Text Analytics for Biomedical Applications, Part 2: Twitter Sentiment Analysis for Biomedical Applications
From the series: Text Analytics for Biomedical Applications
Learn how to use code for importing data from twitter, pre-process the tweets to remove unnecessary characteristics, convert the text to numbers, and build sentiment analysis models using machine and deep learning algorithms. Then deploy the code as a standalone app (or executable) using MATLAB Compiler™.
So this example highlights implementing Twitter sentiment analysis-- so performing classification explicitly with a pre-built dictionary/data set. And for this particular example, we're using a tool, and this particular tool that we're using is Twitter. Twitter can give us access to a large amount of text data. And actually, to get access to the data, we're following the different stages of the workflow.
So we're going to explore preprocessing the data, building a model. The whole idea behind building this model is certain words will be deemed as having a positive connotation versus a negative connotation. So we see the labels that are here.

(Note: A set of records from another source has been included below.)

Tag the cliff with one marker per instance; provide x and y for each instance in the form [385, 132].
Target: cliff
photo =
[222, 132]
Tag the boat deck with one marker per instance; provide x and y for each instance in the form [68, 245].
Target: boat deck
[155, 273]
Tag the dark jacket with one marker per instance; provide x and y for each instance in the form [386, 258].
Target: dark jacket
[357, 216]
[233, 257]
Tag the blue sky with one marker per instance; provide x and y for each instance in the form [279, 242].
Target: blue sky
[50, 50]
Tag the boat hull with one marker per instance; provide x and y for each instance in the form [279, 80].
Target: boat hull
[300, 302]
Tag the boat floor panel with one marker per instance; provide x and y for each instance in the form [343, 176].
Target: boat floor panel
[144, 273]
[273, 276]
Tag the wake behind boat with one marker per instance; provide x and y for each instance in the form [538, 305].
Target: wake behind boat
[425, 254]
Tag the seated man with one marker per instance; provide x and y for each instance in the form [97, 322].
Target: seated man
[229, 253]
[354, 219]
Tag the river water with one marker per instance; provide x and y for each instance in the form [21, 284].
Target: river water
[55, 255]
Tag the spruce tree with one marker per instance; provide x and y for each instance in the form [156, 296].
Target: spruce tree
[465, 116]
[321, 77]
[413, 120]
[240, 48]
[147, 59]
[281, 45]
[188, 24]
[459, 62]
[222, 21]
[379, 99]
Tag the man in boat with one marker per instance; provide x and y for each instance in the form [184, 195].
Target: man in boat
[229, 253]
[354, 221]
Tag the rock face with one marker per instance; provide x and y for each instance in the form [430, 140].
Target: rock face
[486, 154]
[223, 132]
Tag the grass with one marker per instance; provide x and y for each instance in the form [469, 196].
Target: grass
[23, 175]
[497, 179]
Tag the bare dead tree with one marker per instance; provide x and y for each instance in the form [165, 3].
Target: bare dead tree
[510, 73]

At the end, after we build the model, we'll test out that model and look at those results. So do we have an overwhelmingly positive sentiment related to certain words, or is there an overwhelmingly negative sentiment related to certain words? And finally, we have this tool that is going to help us with being able to use all of this work that was done, because one of the themes that may occur for a number of us-- some of us may be the developers of the code, while others may be consumers, where we're just going to use, possibly, this app to help us do some high-level exploration.
So let's continue. So my plan is-- let me go into the MATLAB environment, which is here. And I'm going to highlight a few pieces of information. Let me just change one setting. And as a part of this setting, I wanted to first explore this lexicon that's provided to us.
So what is this lexicon? So this lexicon-- going to visit this folder. This is part of the overall example that you can get access to after this presentation. We have two text files-- one that highlights what were deemed as negative words, and you have another text file that's deemed as having positive words. So that lexicon was built up for us beforehand.
Now, in terms of going through and seeing the example in action, we will do that, starting in a few seconds. But let's actually start by seeing, I think, something very interesting. And what's interesting is the result-- so that app that we saw at the end.
So we have this file called TwitterSentimentApp. And I will press Enter. In a few seconds, my expectation is I will bring the app over to my screen so we could try to maybe see about using the app and explore what type of results we can find fairly quickly.
Now, this app window is going to appear on one of my screens that I'm moving over to this other monitor window. So just bear with me for a second. And my machine may take a few seconds to refresh, so I'm just going to pause for a quick second so my machine can refresh, and it should be fine.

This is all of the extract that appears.